E questo è precisamente il mio problema, già non sopporto mezz’ora dal dentista, figuriamoci mesi in ospedale. Così ho iniziato a pensare a una via d’uscita, qualche cosa che mi permetta di svignarmela da questo pianeta prima che riescano a mettermi le mani addosso, ma cosa? Impiccarmi? Impasticcarmi? Spararmi? Non è semplice. Il corpo, qualsiasi cosa tu gli faccia, fa di tutto per sopravvivere. A lui non importa niente di quello che tu vuoi o non vuoi e nemmeno gli importa di quello che lo aspetta, se è lungo o breve, piacevole o spiacevole, lui vuole solo continuare a vivere, a tutti i costi, fosse anche solo per un minuto di agonia. Il risultato è che è difficilissimo ammazzarlo. Se lo sventri continua a respirare per ore, se gli dai 2000 Volt può resistere un quarto d’ora, con l’acido cianidrico qualche minuto e persino se gli spari non puoi essere sicuro di ammazzarlo, perché bisogna sperare che il proiettile si conficchi nel punto giusto e anche in quel caso il bastardo potrebbe sopravvivere lo stesso, col risultato di spedirti dritto nelle mani di quelli da cui volevi scappare.
È per questo che negli Stati Uniti c’è una complicata procedura da seguire per assicurarsi che un condannato muoia senza soffrire. Prima ci vuole la giusta dose di barbiturici per fargli perdere conoscenza, poi qualcosa che gli paralizzi i muscoli volontari e infine un’altra cosa per provocare l’arresto cardiaco. Questo, ad oggi, è il metodo più rapido e indolore che si conosca per spegnere il corpo, e con chi viene usato? Con gli assassini.

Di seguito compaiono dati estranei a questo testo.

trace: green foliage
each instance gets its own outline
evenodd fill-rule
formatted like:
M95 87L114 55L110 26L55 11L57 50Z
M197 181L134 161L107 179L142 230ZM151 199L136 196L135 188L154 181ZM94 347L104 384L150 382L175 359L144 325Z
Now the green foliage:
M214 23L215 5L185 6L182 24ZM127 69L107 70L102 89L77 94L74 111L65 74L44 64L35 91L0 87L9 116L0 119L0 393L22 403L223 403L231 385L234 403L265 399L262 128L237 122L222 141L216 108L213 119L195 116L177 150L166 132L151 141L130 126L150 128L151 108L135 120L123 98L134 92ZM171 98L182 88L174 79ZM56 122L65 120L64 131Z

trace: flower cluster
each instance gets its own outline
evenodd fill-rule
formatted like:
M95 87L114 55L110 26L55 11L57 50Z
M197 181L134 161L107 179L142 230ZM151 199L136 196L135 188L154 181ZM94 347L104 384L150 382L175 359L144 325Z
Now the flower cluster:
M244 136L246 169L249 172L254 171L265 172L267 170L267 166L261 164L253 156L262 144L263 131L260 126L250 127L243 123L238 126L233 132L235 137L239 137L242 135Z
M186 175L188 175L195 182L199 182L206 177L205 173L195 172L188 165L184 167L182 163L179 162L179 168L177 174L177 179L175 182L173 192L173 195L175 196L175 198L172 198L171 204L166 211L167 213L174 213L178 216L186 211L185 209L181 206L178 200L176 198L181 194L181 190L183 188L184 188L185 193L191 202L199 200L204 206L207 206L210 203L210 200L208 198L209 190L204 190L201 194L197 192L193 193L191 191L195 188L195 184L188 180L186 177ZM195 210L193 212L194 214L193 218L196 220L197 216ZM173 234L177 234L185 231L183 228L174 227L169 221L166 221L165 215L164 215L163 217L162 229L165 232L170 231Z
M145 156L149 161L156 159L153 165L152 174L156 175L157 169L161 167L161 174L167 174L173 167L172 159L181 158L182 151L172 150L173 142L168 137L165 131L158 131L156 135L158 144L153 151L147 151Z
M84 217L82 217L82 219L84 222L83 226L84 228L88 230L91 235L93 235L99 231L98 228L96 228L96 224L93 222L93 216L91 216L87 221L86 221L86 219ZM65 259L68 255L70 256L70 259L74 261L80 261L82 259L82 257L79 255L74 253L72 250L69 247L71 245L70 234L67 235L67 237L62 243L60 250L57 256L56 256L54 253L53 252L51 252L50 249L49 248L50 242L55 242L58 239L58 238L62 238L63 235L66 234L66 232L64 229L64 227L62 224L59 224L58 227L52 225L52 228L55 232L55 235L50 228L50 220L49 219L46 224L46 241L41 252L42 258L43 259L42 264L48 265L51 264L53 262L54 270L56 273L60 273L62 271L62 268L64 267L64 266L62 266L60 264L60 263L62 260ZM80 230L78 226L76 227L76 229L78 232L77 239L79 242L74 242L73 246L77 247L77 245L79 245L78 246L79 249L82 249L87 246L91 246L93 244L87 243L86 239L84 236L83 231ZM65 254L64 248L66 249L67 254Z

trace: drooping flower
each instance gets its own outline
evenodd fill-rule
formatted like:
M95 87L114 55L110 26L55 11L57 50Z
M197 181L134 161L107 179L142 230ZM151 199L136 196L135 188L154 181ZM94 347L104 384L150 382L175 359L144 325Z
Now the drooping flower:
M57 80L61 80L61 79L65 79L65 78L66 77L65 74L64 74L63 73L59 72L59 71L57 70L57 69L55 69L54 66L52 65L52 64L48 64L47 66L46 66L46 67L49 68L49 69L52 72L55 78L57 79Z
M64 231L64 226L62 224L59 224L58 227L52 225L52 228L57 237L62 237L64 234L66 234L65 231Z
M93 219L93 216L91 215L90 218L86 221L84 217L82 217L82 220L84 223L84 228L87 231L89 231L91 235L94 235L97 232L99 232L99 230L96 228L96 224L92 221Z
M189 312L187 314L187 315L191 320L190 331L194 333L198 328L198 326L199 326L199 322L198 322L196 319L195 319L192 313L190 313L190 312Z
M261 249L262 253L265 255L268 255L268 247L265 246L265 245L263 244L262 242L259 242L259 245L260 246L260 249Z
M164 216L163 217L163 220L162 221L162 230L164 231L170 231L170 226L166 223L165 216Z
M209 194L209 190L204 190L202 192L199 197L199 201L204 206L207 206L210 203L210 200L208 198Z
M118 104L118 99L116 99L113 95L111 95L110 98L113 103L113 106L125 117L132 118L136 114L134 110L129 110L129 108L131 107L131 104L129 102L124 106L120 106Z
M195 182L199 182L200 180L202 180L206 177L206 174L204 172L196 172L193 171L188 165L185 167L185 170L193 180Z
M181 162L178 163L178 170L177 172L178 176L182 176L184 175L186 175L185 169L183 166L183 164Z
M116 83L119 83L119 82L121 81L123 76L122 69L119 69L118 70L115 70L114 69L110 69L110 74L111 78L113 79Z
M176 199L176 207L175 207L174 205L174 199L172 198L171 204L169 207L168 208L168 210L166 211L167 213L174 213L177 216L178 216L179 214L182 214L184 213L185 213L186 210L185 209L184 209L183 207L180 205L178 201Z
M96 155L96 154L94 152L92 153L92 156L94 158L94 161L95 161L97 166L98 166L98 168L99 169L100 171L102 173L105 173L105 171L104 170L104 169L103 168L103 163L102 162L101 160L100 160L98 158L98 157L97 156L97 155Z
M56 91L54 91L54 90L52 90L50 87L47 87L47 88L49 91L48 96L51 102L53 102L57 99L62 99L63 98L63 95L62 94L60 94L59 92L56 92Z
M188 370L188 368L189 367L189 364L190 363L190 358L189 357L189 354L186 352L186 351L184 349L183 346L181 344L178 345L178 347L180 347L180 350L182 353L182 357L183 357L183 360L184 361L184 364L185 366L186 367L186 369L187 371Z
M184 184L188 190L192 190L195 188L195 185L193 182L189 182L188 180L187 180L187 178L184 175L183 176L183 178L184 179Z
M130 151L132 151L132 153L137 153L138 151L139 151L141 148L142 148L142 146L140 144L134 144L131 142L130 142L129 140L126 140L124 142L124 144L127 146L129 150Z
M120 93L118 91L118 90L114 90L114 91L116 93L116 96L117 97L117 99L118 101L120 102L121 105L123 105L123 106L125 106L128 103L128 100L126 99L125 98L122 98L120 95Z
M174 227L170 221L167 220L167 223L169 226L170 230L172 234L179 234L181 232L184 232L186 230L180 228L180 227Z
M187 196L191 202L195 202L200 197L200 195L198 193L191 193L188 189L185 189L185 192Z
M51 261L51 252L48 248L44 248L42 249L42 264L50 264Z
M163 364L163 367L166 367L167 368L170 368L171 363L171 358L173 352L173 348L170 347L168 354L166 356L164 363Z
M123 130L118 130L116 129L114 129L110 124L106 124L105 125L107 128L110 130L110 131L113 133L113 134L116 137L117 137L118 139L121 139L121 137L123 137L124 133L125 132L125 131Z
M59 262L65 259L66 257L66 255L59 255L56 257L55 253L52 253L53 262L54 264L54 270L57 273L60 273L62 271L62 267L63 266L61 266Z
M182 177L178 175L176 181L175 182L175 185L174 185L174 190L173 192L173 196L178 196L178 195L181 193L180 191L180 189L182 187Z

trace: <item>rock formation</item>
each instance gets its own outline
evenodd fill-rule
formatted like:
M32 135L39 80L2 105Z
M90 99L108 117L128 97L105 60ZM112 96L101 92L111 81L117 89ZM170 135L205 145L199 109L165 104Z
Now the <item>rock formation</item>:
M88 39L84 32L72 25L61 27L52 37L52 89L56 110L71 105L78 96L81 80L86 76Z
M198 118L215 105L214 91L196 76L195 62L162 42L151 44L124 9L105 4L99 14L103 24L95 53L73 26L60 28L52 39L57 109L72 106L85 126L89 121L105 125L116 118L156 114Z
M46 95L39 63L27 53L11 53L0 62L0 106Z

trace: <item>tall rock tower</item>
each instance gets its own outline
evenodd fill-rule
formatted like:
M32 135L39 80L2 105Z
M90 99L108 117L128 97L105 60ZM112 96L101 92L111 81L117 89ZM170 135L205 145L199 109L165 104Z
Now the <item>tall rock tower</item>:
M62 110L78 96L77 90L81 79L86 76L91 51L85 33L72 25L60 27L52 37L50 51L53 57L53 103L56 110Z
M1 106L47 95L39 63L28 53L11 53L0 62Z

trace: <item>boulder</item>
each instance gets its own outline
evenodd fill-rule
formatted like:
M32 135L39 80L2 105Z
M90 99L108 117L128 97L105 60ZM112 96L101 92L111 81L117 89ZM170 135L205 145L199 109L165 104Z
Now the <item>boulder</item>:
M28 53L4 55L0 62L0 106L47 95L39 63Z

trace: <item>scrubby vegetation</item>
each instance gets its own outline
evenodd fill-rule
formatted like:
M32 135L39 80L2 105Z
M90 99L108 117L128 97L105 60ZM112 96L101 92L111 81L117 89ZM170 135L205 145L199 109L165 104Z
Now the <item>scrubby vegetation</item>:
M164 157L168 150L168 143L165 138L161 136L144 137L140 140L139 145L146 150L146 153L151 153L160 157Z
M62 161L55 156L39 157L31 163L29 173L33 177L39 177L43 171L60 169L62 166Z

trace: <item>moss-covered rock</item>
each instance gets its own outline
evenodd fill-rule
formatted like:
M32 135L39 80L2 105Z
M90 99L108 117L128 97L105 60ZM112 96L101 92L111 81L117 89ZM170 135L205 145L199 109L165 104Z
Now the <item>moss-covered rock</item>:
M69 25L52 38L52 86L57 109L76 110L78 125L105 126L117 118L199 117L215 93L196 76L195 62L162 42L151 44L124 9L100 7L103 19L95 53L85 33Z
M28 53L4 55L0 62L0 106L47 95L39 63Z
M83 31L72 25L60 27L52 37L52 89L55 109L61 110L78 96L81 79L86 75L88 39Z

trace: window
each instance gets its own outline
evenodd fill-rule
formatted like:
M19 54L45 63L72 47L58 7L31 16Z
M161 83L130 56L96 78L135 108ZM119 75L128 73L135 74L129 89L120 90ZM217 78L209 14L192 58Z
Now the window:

Di solito, per far capire quanto sia crudele la pena di morte, si dice che un condannato non sa di preciso quando morirà e che può dover aspettare anche venti o trent’anni. Dunque, vediamo: “non sa quando morirà” ce l’ho, “può aspettare anche venti o trent’anni” ce l’ho. Cioè, in pratica, la differenza fra me e un condannato a morte è che lui è circondato da persone che si preoccupano di farlo morire nel modo più rapido e indolore possibile, mentre io sono circondato da persone che vogliono farmi agonizzare il più a lungo possibile. Mi stupisce che fuori da San Quintino non ci sia la fila.